Artikel 8                   Verkeer - Wegverkeer

8.1      Bestemmingsomschrijving

De voor ‘Verkeer - Wegverkeer’ aangewezen gronden zijn bestemd voor:

a      voorzieningen voor verkeer en verblijf;

b      voorzieningen voor langzaamverkeer ter plaatse van de aanduiding ‘specifieke vorm van verkeer – langzaamverkeer’;

c       opstelplaatsen voor de brandweer;

 

met daaraan ondergeschikt:

d      parkeervoorzieningen;

e      groenvoorzieningen;

f        waterhuishoudkundige voorzieningen;

g       de instandhouding en bescherming van historische groenelementen.

 

8.2      Bouwregels

 

8.2.1      Gebouwen

Voor het bouwen van gebouwen gelden de volgende bepalingen:

a                                          uitsluitend bushokjes zijn toegestaan;

b                                          de bouwhoogte mag niet meer bedragen dan 4 meter;

c                                           de oppervlakte mag niet meer bedragen dan 15 .

 

8.2.2      Bouwwerken, geen gebouwen zijnde

Voor het bouwen van bouwwerken, geen gebouwen zijnde, gelden de volgende bepalingen:

a      De bouwhoogte van palen, masten en portalen voor geleiding, beveiliging en regeling van het verkeer mag niet meer bedragen dan 12 m.

b      De bouwhoogte van overige bouwwerken, geen gebouwen zijnde, mag niet meer bedragen dan 4 m.

 

8.3      Nadere eisen

Burgemeester en wethouders zijn bevoegd nadere eisen te stellen met betrekking tot de situering en/of afmetingen van bebouwing, indien dit noodzakelijk is in verband met:

a      een goede stedenbouwkundige en/of (streekeigen) landschappelijke inpassing;

b      een goede verkeerskundige inpassing;

c       een goede inpassing van de cultuurhistorische waarden;

d      een goede hydrologische inpassing.

 

8.4      Specifieke gebruiksregels

Met betrekking tot het gebruik van gronden en bouwwerken geldt tevens de volgende bepaling:

a      Parkeren ten behoeve van deze bestemming dient te geschieden op eigen terrein. Hiervoor dienen voldoende gebouwde en/of ongebouwde parkeervoorzieningen te worden gebouwd/aangelegd.

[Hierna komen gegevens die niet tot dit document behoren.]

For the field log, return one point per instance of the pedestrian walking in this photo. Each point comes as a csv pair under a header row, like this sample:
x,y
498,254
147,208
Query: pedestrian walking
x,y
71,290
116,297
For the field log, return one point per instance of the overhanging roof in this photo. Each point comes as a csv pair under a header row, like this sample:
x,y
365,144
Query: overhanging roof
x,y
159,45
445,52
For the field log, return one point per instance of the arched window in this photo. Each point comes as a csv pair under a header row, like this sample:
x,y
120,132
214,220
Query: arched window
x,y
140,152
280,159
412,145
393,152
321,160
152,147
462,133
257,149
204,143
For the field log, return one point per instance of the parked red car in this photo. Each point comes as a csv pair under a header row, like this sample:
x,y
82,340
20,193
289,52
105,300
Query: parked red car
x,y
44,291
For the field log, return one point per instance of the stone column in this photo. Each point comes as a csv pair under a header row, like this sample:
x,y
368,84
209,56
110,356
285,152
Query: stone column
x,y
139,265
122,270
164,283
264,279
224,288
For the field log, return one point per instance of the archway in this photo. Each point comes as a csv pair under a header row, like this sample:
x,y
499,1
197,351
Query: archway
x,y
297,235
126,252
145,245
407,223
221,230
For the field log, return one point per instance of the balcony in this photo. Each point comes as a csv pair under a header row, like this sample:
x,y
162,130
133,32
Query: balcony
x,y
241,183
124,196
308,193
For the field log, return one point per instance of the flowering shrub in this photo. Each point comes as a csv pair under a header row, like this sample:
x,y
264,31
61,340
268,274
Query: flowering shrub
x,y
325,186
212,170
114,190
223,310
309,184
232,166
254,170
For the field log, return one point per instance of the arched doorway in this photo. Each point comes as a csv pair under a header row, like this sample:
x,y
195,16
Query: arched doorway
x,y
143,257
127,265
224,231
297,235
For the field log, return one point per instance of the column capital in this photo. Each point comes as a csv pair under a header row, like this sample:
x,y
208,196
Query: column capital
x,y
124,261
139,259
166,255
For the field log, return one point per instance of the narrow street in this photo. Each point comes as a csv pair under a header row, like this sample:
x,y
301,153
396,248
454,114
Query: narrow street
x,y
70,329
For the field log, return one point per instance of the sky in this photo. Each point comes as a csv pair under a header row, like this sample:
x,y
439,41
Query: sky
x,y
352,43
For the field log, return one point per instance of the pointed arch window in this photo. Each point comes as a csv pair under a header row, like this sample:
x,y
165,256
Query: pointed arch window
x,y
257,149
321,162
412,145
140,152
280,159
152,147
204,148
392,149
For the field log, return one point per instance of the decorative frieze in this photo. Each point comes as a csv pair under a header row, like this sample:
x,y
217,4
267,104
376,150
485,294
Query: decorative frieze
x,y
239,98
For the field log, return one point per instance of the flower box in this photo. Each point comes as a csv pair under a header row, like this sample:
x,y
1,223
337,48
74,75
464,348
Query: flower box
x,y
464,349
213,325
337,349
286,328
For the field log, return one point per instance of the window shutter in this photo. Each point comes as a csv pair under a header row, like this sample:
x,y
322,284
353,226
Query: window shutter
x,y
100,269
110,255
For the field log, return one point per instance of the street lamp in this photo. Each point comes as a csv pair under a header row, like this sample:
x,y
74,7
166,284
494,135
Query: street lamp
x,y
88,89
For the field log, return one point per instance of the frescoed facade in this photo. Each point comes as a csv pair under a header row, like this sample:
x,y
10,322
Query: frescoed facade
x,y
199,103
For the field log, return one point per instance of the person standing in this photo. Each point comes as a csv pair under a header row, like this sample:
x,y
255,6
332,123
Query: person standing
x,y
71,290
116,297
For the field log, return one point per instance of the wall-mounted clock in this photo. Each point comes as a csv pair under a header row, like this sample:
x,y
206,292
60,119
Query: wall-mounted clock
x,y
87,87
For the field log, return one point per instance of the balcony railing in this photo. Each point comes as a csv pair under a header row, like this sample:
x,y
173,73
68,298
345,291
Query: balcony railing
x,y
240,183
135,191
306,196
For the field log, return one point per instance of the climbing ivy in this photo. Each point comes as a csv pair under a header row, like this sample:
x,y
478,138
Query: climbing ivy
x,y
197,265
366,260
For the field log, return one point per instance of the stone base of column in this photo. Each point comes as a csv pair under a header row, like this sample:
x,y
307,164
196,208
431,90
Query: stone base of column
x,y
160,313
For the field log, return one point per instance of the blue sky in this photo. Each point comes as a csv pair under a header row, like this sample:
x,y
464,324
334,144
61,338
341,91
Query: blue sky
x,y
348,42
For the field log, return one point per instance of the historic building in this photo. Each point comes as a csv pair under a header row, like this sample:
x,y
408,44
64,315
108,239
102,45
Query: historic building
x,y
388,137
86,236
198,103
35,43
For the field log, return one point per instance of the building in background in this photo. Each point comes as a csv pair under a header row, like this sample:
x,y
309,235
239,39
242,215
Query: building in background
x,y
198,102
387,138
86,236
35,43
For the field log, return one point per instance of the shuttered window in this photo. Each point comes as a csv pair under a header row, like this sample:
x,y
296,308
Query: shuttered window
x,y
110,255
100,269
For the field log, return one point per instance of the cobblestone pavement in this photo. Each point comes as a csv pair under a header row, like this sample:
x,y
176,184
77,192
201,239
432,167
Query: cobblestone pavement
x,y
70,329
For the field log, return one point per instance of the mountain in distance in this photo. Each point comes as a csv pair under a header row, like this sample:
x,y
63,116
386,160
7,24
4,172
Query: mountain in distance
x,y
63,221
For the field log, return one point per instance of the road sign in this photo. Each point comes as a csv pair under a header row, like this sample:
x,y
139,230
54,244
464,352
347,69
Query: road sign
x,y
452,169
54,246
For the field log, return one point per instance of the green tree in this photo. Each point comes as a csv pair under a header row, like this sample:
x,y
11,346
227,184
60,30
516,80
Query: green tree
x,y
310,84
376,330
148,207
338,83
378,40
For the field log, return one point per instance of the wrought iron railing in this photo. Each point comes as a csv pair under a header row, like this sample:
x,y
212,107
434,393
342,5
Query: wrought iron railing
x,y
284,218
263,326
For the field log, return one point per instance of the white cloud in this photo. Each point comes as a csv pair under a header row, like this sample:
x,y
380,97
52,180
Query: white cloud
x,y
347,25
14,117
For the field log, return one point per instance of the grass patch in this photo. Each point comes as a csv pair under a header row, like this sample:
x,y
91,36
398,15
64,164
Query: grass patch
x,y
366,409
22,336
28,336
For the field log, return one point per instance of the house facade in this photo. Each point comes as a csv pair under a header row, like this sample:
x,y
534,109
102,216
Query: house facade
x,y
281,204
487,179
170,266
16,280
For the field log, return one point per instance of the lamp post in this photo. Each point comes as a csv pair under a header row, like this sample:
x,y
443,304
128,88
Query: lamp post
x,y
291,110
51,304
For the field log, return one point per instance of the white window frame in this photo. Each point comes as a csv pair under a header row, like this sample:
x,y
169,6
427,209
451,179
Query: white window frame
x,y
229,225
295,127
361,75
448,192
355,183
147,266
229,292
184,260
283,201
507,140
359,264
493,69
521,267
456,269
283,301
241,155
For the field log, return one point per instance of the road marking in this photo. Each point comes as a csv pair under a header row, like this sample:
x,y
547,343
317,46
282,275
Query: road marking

b      Minimaal 10% van het bouwperceel dient te worden ingericht met groen(voor-zieningen).

 

8.5      Omgevingsvergunning voor het aanleggen

 

8.5.1      Omgevingsvergunning voor het aanleggen

Het is verboden op of in de in 8.1 bedoelde grond zonder of in afwijking van een omgevingsvergunning van het bevoegde gezag, de volgende werken, geen bouwwerken zijnde, of werkzaamheden uit te (laten) voeren:

a      het vellen van historische groenelementen.

 

8.5.2      Uitzonderingen

Het in lid 8.5.1 vervatte verbod is niet van toepassing op werken en werkzaamheden die:

a      die van zodanig geringe omvang en/of ondergeschikte betekenis zijn dat daardoor geen aantasting plaatsvindt van te beschermen historische groenelementen;

b      die behoren tot normaal onderhoud, beheer of gebruik overeenkomstig de bestemming;

c       reeds in uitvoering zijn, dan wel krachtens een verleende omgevingsvergunning reeds mogen worden uitgevoerd op het tijdstip van het van kracht worden van dit plan.

 

8.5.3      Toelaatbaarheid

a      De in lid 8.5.1 genoemde omgevingsvergunning kan slechts worden verleend, indien het behoud en bescherming van de historische groenelementen zijn gewaarborgd.